As Israel bombs Gaza, it kills Palestinians in the West Bank too

Mourners carry the bodies of three Palestinians slain by Israeli forces in Beit Ommar village near Hebron on 25 July.

Mamoun Wazwaz APA images

Two Palestinians were unlawfully killed by Israeli soldiers at during a protest in the occupied West Bank village of Beit Ommar on 25 July, an investigation by Human Rights Watch has found.

A third man killed at the protest “also appeared to have been killed unlawfully,” the rights group states.

Human Rights Watch’s status of the third man seems to be different because witnesses say he was throwing stones when he was fired on, though the New York-based group concedes “he was 35 meters away when he was shot and could not have posed an imminent deadly threat to Israeli forces.”

This qualifier is dubious at best, given that Palestinians defending themselves with rocks hardly justifies lethal use of force by the invading and occupying Israeli military.
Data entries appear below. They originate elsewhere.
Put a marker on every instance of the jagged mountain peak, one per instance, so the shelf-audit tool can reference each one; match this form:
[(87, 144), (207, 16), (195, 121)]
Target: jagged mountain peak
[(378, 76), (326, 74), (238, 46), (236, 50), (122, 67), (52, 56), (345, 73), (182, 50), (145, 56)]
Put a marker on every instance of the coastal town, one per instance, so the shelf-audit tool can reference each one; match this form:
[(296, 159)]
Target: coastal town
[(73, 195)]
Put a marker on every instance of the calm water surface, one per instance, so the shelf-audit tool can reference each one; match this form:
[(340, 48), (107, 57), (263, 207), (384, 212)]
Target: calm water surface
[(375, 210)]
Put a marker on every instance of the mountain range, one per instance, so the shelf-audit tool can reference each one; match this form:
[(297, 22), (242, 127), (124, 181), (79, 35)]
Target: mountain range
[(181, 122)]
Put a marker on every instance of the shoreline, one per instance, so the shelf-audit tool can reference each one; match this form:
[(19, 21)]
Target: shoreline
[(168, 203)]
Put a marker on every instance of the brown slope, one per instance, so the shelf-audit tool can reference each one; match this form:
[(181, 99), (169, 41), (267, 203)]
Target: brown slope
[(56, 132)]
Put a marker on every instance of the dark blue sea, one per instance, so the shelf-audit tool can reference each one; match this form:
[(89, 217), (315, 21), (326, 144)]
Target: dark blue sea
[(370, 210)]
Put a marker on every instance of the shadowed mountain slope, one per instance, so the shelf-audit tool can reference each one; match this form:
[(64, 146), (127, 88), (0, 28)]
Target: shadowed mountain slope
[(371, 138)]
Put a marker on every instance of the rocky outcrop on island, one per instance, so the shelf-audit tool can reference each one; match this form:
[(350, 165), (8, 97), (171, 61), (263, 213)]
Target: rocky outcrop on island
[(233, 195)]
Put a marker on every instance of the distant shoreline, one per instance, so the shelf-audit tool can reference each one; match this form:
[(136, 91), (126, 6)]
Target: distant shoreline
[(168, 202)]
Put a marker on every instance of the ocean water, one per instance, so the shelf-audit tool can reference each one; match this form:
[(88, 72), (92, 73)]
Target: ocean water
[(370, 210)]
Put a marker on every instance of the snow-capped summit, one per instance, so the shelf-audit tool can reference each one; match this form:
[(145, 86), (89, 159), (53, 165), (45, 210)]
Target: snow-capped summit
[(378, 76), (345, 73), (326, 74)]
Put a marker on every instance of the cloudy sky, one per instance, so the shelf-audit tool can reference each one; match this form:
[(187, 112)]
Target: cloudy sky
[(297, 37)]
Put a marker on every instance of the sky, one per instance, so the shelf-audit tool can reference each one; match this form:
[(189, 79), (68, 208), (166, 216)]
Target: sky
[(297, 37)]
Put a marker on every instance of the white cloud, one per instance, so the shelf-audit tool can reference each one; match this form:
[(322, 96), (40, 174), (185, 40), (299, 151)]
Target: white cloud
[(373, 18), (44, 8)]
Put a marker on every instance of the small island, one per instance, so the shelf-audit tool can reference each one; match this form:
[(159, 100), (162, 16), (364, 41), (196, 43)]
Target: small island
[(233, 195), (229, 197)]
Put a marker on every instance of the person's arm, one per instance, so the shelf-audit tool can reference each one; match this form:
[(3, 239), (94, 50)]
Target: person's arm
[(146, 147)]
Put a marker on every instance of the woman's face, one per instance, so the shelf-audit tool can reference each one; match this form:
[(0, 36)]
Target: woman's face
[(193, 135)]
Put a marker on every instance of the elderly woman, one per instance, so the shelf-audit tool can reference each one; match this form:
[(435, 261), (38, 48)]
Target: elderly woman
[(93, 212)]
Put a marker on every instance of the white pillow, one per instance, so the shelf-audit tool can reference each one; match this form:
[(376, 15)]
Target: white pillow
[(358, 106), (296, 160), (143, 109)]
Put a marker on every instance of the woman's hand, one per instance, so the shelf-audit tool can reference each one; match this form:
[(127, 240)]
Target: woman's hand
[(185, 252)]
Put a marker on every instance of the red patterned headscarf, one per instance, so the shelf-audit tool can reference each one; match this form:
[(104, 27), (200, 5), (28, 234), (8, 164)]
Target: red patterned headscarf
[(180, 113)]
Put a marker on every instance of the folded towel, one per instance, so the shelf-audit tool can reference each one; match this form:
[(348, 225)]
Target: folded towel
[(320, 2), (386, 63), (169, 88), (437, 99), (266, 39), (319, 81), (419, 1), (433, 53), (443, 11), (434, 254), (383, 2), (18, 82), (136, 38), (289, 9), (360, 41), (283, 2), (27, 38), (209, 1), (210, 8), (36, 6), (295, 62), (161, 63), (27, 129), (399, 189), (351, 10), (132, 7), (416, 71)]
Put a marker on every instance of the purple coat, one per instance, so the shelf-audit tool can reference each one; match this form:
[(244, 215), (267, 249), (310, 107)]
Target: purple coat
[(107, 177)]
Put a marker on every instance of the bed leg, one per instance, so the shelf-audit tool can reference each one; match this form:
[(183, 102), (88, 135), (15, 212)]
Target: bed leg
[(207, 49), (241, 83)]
Human Rights Watch again uses cautious language when it states: “Some offenses by Israeli forces in the West Bank as part of their occupation could be subject to prosecution as war crimes.”

This tip-toeing language is jarring when compared to the violent reality in the Israeli-occupied West Bank this summer.

Collective punishment

During the month of June, Israel launched its largest military assault on the occupied West Bank in more than a decade, invading refugee camps, villages and cities across the territory. Six Palestinians were killed by Israeli forces during the military operation, all of them civilians. Hundreds were arrested, universities were raided and soldiers stole Palestinian property worth $3.5 million.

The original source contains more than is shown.